Two-level Verification-Based Defense Mechanism for Flooding Attack on NoC Systems

In today's world, with the increasing use of System-on-Chip (SoC) and multi-core applications, Network-on-Chip (NoC) has become a widely adopted solution for scalable core connectivity. However, the need for quick time-to-market in chip manufacturing has led to the widespread use of third-party IPs, resulting in significant security vulnerabilities. This is particularly critical in multi-core systems used for applications such as neural networks, where hardware components like Memory frequently handle data transmission. Network congestion or transmission issues can severely impact performance, potentially rendering the entire chip inoperable. These vulnerabilities can be exploited by Hardware Trojans (HT) through flooding attacks, which inundate critical components with a large volume of packets, causing substantial disruptions. To address this challenge, we propose a two-level verification-based defense mechanism. This approach involves authenticating packets at the Network Interface (NI). Packets that fail to pass the authentication process are discarded, preventing them from entering the router and network. This defense mechanism effectively blocks malicious packets from infiltrating the network while allowing legitimate packets to pass through without the need for adjustments to mapping methods or introducing computational overhead.

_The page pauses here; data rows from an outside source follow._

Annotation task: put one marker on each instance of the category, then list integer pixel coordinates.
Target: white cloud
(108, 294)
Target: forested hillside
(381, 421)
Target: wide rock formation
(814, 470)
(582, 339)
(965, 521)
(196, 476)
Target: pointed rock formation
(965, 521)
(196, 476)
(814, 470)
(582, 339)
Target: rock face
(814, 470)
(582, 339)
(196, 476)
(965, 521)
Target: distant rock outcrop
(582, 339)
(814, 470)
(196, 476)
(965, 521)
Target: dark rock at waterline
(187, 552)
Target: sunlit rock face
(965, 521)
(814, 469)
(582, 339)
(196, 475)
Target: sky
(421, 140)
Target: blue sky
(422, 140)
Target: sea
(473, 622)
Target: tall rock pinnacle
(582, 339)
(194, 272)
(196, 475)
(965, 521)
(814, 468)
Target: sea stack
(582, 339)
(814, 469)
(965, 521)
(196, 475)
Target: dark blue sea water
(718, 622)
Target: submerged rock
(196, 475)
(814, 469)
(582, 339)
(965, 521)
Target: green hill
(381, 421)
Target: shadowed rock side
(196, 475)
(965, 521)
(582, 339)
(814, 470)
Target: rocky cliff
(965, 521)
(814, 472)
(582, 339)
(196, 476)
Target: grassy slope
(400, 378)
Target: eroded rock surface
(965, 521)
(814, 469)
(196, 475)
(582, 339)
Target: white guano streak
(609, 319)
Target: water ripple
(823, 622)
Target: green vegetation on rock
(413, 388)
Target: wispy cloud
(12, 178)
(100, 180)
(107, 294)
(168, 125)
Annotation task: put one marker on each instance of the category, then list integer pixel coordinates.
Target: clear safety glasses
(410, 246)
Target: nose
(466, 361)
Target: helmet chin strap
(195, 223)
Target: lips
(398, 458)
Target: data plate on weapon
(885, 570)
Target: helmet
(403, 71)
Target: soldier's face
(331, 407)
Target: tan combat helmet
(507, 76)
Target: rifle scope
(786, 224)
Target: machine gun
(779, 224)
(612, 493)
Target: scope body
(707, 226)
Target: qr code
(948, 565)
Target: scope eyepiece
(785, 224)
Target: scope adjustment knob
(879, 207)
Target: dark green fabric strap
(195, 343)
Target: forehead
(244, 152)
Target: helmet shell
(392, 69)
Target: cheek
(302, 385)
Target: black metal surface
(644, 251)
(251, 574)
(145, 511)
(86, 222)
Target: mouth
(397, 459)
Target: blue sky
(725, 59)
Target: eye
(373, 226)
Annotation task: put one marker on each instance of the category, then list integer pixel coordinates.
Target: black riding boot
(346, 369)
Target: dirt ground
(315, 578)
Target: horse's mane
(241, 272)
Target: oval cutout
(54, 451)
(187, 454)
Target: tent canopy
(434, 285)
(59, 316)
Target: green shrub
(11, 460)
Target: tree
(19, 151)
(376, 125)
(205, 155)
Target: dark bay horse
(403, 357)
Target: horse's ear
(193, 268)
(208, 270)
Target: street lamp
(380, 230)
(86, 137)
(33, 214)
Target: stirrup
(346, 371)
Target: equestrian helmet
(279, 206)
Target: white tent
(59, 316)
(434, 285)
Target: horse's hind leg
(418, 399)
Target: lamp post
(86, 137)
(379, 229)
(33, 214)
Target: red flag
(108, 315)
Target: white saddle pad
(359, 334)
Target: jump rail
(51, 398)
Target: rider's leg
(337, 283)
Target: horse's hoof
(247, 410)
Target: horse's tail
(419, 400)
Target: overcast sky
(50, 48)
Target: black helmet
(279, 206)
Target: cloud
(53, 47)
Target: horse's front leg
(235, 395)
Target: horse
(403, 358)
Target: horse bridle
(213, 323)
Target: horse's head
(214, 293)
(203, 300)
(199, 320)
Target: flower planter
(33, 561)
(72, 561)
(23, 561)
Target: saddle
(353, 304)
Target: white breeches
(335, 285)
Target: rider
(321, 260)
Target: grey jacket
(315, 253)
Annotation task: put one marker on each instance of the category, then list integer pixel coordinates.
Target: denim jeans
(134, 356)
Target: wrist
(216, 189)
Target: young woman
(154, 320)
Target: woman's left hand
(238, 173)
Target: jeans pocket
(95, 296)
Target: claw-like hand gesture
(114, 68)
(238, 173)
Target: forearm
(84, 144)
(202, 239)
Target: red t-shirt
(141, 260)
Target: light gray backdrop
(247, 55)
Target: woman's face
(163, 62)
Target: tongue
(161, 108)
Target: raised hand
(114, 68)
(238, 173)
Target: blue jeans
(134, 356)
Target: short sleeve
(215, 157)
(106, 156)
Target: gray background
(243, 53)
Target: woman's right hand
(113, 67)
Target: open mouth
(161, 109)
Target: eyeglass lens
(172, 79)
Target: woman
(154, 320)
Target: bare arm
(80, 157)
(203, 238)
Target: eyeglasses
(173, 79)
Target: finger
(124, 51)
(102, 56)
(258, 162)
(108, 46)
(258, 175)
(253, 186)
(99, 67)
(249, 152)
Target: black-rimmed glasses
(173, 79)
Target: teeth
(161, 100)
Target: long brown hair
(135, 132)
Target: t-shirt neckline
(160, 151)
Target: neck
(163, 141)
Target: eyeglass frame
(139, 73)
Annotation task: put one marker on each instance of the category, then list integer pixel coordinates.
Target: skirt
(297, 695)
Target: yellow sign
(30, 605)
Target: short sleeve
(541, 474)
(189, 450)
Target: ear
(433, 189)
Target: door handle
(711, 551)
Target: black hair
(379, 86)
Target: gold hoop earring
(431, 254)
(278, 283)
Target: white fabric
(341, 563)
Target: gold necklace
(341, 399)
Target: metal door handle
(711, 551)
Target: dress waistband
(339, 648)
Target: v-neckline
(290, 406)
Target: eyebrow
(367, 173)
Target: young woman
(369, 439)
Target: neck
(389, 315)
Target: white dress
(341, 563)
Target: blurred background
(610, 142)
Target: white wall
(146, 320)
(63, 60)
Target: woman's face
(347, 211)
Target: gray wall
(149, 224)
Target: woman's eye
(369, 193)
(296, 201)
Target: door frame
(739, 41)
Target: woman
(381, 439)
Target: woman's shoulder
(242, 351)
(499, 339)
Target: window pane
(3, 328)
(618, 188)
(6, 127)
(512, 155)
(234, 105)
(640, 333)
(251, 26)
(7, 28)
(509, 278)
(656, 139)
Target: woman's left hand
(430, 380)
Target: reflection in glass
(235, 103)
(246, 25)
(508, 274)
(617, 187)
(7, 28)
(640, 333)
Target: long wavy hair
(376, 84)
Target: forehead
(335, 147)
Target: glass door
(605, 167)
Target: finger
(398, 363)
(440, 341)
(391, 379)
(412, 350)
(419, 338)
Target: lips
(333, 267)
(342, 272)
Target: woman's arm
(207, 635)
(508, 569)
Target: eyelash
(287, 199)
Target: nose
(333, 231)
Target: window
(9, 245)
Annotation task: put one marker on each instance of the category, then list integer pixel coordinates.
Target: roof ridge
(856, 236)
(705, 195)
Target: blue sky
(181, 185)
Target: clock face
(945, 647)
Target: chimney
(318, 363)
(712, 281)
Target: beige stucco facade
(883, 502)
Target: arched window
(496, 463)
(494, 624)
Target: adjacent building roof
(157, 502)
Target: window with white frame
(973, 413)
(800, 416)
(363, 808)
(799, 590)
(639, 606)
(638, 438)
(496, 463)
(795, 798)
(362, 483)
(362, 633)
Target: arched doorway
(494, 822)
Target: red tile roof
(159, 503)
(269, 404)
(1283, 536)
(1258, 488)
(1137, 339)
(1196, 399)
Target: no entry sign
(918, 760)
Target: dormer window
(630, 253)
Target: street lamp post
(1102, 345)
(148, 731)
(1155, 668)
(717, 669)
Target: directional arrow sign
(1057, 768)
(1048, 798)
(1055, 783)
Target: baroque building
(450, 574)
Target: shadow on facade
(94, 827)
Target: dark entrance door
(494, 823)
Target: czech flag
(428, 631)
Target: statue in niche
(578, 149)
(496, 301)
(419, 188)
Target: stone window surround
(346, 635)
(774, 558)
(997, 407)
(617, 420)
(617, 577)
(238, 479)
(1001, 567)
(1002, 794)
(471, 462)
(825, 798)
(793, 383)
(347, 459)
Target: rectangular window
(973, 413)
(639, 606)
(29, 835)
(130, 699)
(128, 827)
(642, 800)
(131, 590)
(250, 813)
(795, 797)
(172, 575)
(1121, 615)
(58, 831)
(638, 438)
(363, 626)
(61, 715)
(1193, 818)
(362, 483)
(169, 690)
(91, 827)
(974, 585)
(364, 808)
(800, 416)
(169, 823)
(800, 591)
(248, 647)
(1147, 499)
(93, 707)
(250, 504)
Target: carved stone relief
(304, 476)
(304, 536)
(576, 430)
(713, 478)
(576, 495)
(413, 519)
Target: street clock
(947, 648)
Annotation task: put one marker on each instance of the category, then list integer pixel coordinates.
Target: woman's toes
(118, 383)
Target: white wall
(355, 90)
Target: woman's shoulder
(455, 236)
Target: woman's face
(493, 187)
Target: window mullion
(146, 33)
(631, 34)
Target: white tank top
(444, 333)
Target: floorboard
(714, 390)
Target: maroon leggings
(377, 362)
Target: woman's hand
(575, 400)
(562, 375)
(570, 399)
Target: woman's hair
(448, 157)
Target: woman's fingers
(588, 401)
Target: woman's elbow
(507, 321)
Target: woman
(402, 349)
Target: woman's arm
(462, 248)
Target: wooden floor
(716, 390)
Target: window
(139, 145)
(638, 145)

We verified the effectiveness of the proposed method by observing the transmission latency and the number of malicious packets received within a given period. With the Level 1 defense mechanism, the number of additional execution cycles caused by HTs is reduced by 94.74%, while the number of malicious packets received is reduced by 74.83%. When the Level 2 defense is implemented, malicious packets are completely blocked, achieving ideal transmission efficiency.